For the physics-informed problems in Modulus Sym, you typically need to define a geometry and constraints based on boundary conditions and governing equations. Here the only constraint is a SupervisedGridConstraint which performs standard supervised training on grid data. This constraint supports the use of multiple workers, which are particularly important when using lazy loading.

Copy Copied! # make domain domain = Domain() # add constraints to domain supervised = SupervisedGridConstraint( nodes=nodes, dataset=train_dataset, batch_size=cfg.batch_size.grid, num_workers=4, # number of parallel data loaders ) domain.add_constraint(supervised, "supervised")

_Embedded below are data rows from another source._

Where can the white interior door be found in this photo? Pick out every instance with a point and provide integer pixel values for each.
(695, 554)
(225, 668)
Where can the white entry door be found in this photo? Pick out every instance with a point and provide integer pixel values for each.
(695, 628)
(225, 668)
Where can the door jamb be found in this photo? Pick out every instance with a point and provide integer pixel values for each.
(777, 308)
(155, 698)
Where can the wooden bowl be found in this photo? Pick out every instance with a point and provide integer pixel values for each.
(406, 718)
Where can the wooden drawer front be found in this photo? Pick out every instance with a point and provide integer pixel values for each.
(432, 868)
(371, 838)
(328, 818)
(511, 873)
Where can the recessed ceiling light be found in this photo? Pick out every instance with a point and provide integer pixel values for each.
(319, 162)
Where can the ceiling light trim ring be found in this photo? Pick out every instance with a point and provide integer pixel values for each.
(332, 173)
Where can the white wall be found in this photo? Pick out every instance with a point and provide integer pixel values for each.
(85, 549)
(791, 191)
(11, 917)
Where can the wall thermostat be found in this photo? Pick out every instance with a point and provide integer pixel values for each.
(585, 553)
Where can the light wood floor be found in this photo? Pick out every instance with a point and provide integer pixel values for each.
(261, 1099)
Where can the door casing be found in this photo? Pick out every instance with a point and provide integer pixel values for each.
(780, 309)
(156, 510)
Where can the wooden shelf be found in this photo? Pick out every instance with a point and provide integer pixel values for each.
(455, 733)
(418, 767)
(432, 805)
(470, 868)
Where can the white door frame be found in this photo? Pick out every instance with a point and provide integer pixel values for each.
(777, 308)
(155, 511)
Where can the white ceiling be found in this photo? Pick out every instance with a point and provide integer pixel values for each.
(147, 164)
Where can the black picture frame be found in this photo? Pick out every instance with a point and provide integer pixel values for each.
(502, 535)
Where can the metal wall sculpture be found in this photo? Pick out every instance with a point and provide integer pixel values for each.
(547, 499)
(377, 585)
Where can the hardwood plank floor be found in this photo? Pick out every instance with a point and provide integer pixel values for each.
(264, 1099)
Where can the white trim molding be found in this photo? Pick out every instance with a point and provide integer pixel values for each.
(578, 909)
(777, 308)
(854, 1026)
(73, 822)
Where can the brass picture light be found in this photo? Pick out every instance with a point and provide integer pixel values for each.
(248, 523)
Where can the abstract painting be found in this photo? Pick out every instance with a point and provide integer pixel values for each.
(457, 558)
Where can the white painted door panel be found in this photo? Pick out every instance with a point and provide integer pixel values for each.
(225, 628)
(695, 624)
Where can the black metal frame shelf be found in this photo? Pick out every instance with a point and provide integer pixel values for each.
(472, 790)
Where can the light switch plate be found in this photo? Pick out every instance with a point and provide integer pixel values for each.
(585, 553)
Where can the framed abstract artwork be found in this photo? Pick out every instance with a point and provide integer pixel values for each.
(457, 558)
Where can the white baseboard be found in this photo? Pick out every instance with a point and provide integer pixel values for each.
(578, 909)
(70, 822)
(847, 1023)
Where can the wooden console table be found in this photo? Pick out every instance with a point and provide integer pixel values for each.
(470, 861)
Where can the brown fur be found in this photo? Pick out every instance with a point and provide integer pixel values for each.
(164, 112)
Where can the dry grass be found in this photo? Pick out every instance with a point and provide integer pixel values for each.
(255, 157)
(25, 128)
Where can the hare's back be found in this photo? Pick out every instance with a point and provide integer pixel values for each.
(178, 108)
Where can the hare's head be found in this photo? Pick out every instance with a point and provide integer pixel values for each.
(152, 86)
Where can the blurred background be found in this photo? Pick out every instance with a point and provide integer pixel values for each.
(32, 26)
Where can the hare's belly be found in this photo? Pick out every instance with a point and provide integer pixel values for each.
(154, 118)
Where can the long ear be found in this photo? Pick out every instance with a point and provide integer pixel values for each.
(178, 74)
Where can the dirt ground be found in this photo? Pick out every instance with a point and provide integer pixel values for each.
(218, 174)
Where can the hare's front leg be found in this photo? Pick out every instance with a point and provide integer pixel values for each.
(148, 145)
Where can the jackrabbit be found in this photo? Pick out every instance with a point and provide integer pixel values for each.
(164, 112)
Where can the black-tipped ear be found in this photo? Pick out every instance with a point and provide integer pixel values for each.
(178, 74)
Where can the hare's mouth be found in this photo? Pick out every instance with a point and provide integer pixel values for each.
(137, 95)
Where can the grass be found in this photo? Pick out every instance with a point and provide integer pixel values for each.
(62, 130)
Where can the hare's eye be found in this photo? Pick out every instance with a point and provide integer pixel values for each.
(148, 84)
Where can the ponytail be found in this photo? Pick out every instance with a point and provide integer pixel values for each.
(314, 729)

Note Grid data refers to data that can be defined in a tensor like an image. Inside Modulus Sym this grid of data typically represents a spatial domain and should follow the standard dimensionality of [batch, channel, xdim, ydim, zdim] where channel is the dimensionality of your state variables. Both Fourier and convolutional models use grid-based data to efficiently learn and predict entire domains in one forward pass, which contrasts to the pointwise predictions of standard PINN approaches.

The validation data is then added to the domain using GridValidator which should be used when dealing with structured data. Recall that unlike the training constraint, you will use eager loading for the validator. Thus, a dictionary of numpy arrays are passed to the constraint.